# braid w/top shot ?'s



## 4wahoo (Oct 23, 2007)

I'm going to spool my TLD 30's 50's and Penn 50's with hollow core and a top shot. I was thinking about using 80lb braid on all of them but before I spend all the money I wanted some opinions. Never doing it before, does the weight of the braid and top shot need to match up a certain way to get the strongest connection? Will 80lb braid and a 60lb top shot link together ok? If I go with 80lb braid and a 100yrd top shot of 60 lb mono how many yards of braid should I need for each of the 30's and the 50's? I'm trying to buy a big spool of Jerry Brown to save money. I don't want to be half a reel short or buy twice what I need.

Thanks for the help!


----------



## Chris V (Oct 18, 2007)

Typically, figure a 2/3 braid capacity and the rest mono. What I usually spool my customers tld 50s with are 600 yds of 80lb with a 200 yd top shot of 60lb. Tld 30s are 400 yds of 60lb and around 150yds of 50lb. 

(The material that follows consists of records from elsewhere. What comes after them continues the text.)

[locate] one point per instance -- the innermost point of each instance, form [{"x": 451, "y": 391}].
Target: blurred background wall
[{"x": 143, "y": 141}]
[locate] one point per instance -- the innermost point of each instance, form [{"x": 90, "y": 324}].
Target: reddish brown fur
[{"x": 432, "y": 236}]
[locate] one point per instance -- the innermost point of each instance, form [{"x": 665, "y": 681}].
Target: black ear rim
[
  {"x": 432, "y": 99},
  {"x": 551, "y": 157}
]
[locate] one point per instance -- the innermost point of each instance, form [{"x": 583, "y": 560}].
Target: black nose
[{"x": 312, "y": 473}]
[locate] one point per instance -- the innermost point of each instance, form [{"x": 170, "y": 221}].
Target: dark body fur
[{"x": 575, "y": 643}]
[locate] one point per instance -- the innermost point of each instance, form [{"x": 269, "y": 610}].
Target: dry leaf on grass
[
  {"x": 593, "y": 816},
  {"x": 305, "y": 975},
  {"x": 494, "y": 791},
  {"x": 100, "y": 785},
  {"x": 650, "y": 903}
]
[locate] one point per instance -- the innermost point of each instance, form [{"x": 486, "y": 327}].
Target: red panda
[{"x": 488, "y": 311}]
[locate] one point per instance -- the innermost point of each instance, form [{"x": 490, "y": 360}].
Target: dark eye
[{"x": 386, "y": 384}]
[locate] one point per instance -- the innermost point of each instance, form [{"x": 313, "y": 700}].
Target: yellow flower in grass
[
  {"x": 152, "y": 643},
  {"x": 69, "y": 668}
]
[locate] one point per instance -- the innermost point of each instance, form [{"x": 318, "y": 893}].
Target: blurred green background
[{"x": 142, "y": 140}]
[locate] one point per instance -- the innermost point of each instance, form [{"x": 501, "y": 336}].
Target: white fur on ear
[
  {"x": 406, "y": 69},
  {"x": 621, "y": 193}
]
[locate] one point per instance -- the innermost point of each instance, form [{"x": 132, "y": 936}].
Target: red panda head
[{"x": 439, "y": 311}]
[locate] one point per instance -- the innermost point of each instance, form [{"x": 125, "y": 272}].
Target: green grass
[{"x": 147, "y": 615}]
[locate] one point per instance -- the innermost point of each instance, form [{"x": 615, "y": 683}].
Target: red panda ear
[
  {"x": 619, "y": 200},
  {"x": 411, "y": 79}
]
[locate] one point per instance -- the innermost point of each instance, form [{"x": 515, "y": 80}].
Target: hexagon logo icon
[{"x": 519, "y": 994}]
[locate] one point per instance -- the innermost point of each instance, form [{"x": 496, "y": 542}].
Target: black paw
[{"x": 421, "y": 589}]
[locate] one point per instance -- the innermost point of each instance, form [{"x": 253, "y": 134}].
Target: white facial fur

You can put whatever ratio of braid to mono you like but this is a good idea of what you can do. Your 50w reels are going to hold considerably more than the tld 50s. For them, I suggest 700 yds if 100lb braid and 200yds of 80lb on top.


----------



## 4wahoo (Oct 23, 2007)

Can you give me a quote on what it would cost to do 2 TLD30's, 5 TLD 50's and 2 Penn 50's?


----------



## wide spread (May 22, 2011)

Consider it a long term investment. When you get ready to replace the mono just take it and have them strip it back down to the braid and just re spool the top shot with fresh mono each time. Plus line capacity is your best friend out there and you can acquire a lot more of it by going with the small diameter braid and mono top shot. I would take it to someone who has the equipment and knowledge on how to spool and splice though. I had all of mine done at Sams and am pleased. It's going to be a little costly at first but if you fish where big fish live and plan on staying in the game for a while it is definitely money well spent.


----------



## MSViking (Oct 11, 2007)

Braid is a wonderful tool and I have numerous reels set up just as Chris describes (heck he did them for me!), but having said that, most fish out there can be caught on the reels you describe with the line they were built for (i.e. 30 on 30, 50 on 50 etc..) also, I am not sure I would push the drag much past recommended settings on the TLDs (the braid would allow this), for instance, say you put 80 braid with a 60 mono topshot on the TLD30 and then you hook a 400# blue, if you push the drag much past 15#s or so you risk burning up the reels due to excessive heat from the drags disk.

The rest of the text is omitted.